Reidemeister torsion \(\tau_\rho(X)\) is an invariant associated to a finite CW-complex \(X\) and a representation \(\rho: \pi_1(X) \to \mathrm{SL}(V)\) on a finite-dimensional vector space \(V\) which is acyclic (that is \(H^*(X; \rho) = 0\)). By convention it is 0 if \(\rho\) is not acyclic.
Twist knots are an infinite family of knots given by very simple diagrams. For such a knot \(K\) with complement \(E_K = \mathbb S^3 \setminus K\) the fundamental group \(\pi_1(E_K)\) has many representations to \(\mathrm{SL}_2(\mathbb C)\), parametrised by the character variety. In fact in this case the representations can be explicitely parametrised by the affine curve in \(\mathbb C^2\) given by the “Riley polynomial” associated to the diagram.
In this paper the author computes the Reidemeister torsion \(\tau_\rho(E_K)\) for these representations, as an explicit function in the trace functions associated to explicit words in the generators. That is, he gives elements \(g, h \in \pi_1(E_K)\) and a rational function \(F\) such that \(\tau_\rho(E_K) = F\left(\mathrm{tr}(\rho(g)), \mathrm{tr}(\rho(h))\right)\).

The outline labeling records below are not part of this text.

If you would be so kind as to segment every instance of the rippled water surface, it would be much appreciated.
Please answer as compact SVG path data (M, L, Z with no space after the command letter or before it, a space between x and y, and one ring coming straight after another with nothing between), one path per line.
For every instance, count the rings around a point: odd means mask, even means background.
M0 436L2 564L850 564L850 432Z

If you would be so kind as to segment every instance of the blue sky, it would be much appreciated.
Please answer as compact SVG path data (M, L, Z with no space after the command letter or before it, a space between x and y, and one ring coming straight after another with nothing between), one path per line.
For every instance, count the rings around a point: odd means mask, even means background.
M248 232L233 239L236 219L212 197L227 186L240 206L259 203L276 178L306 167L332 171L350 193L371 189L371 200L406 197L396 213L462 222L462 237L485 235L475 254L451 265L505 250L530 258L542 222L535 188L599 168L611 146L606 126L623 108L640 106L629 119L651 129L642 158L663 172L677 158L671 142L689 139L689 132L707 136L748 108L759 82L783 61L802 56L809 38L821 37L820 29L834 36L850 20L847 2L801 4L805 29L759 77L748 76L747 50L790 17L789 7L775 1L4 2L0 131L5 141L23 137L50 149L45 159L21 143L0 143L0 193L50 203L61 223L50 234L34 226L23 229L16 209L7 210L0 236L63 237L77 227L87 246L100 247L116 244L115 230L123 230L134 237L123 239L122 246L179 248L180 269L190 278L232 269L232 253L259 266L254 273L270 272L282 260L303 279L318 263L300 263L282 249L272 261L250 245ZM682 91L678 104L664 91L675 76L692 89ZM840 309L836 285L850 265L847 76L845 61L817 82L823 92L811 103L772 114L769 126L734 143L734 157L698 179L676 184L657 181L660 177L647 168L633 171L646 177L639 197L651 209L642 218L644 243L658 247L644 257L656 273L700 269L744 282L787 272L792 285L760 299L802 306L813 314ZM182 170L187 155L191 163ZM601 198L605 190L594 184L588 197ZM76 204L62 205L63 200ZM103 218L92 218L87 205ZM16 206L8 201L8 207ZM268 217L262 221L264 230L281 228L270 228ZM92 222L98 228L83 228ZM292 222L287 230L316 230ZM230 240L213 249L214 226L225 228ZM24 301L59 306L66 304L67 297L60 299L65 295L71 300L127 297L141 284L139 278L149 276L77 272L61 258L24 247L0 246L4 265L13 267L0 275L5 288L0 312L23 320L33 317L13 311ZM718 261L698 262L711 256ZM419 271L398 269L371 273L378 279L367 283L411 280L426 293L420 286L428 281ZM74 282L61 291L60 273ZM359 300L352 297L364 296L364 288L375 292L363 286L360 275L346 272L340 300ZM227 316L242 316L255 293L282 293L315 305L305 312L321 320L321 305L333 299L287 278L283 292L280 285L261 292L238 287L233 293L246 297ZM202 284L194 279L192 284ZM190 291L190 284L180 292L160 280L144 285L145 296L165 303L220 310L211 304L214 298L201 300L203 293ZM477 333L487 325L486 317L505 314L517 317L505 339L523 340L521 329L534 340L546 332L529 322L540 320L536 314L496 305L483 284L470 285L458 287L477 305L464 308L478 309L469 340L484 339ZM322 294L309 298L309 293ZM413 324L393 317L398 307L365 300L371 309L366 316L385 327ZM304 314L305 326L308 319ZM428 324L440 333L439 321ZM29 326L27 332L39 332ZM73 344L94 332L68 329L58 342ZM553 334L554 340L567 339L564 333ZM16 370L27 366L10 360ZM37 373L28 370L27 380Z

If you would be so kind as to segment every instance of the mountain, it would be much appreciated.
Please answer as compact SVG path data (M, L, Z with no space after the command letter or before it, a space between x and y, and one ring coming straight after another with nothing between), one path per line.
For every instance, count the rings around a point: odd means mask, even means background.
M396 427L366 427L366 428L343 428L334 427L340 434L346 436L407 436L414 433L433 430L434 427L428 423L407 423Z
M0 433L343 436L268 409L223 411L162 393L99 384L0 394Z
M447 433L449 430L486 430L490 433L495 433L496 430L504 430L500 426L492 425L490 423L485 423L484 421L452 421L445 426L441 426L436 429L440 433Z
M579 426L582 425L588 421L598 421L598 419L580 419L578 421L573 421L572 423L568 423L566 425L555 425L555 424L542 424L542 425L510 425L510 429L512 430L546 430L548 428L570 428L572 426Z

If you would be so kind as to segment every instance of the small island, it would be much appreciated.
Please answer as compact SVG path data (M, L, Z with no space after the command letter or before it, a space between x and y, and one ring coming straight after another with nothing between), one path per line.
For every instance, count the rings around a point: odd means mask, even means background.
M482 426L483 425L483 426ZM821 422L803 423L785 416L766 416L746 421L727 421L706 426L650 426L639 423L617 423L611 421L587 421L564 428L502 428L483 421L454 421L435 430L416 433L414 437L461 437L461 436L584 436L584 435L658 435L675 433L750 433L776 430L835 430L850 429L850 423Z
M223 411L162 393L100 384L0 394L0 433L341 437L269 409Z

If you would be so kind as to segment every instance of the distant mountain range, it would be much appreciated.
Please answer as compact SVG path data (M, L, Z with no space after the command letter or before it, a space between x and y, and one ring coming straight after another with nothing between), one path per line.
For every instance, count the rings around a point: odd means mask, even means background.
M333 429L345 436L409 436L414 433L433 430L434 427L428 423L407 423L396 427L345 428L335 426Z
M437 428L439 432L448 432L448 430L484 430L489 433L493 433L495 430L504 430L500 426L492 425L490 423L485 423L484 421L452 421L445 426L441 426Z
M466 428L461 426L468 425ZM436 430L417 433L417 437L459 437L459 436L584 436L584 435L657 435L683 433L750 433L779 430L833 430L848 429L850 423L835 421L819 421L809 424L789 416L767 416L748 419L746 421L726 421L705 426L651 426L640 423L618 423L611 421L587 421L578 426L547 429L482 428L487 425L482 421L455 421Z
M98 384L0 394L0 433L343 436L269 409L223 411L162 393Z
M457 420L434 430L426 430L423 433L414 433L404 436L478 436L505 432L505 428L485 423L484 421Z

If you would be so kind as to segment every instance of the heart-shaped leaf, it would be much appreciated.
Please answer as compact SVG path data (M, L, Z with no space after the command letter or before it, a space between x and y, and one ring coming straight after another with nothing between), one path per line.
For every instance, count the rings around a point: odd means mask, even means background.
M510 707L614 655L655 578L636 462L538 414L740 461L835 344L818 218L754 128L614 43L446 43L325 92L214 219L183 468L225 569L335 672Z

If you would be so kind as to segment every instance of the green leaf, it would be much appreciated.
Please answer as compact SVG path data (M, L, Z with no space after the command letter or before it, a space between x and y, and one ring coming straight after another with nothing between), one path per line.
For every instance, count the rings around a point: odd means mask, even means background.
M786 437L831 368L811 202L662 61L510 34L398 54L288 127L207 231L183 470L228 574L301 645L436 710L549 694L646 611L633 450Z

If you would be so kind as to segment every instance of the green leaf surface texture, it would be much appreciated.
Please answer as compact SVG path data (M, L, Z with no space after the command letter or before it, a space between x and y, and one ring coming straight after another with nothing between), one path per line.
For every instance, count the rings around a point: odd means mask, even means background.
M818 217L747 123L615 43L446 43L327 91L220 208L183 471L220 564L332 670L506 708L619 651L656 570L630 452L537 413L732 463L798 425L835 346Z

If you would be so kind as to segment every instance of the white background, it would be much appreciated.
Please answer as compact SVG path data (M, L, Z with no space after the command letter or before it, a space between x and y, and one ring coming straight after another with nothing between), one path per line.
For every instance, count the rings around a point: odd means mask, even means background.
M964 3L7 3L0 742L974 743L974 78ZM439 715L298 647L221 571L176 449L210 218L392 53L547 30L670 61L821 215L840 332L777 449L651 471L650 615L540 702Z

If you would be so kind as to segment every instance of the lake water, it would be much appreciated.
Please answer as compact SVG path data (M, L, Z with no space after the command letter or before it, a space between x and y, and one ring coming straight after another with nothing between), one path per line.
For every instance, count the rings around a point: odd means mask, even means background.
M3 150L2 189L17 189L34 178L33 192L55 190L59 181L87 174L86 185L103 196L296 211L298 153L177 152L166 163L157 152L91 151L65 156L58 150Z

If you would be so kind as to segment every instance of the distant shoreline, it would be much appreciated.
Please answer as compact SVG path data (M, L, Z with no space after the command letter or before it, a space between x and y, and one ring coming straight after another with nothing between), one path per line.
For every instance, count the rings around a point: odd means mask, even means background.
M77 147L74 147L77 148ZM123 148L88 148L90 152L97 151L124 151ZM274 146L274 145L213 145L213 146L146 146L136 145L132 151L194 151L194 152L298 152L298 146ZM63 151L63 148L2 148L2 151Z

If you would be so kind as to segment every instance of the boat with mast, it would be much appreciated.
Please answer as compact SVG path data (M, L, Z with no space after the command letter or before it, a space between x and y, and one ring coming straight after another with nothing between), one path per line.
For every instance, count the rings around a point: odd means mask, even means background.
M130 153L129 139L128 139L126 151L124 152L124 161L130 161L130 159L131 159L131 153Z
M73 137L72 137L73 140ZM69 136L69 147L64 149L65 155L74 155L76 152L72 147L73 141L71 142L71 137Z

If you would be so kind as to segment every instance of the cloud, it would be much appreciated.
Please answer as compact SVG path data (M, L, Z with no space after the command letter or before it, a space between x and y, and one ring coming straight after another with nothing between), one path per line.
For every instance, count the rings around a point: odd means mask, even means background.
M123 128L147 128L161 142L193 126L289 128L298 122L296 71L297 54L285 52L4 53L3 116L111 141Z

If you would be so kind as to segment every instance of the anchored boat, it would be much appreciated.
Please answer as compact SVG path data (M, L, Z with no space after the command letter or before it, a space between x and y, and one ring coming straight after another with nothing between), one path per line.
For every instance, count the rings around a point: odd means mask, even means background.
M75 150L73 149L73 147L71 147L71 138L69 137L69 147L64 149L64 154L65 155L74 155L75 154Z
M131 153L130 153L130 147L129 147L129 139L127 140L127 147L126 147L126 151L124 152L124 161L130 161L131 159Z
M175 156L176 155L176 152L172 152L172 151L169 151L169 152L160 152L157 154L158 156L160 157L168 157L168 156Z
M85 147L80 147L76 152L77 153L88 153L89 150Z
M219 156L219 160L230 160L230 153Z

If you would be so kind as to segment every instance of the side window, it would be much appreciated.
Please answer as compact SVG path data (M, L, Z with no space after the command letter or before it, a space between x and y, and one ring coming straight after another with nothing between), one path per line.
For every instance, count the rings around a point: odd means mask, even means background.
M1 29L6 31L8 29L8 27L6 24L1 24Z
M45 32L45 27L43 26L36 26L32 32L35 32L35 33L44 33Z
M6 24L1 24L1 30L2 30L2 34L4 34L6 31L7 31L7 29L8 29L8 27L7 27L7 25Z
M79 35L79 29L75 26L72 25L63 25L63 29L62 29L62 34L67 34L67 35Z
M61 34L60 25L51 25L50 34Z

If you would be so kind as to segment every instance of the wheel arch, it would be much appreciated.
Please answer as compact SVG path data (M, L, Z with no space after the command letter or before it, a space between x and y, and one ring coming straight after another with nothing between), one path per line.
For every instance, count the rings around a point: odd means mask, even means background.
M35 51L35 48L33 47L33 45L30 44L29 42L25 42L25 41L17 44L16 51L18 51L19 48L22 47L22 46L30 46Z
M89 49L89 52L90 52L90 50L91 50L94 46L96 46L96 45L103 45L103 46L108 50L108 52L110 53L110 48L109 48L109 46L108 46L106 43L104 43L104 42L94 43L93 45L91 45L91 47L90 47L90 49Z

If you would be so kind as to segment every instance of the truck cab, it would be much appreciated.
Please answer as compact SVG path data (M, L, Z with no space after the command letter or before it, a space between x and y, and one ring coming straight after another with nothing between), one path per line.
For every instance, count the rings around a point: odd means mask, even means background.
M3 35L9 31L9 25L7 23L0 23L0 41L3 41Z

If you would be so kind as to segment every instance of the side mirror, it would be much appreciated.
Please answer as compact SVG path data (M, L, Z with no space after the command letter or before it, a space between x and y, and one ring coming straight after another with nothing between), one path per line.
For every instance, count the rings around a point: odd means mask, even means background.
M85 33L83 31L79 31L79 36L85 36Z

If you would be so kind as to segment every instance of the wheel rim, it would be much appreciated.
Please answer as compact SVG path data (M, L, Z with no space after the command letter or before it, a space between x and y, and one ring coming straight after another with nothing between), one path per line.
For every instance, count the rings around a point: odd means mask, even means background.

For \(q \geq 1\) performing \(1/q\)-Dehn filling on \(E_K\) produces a closed 3-manifold \(M\). The \(\mathrm{SL}_2(\mathbb C)\)-character variety for \(M\) is a subvariety of that of \(E_K\), and the paper also computes the Reidemeister torsion for \(M\) in terms of the same traces and an additional parameter \(u\).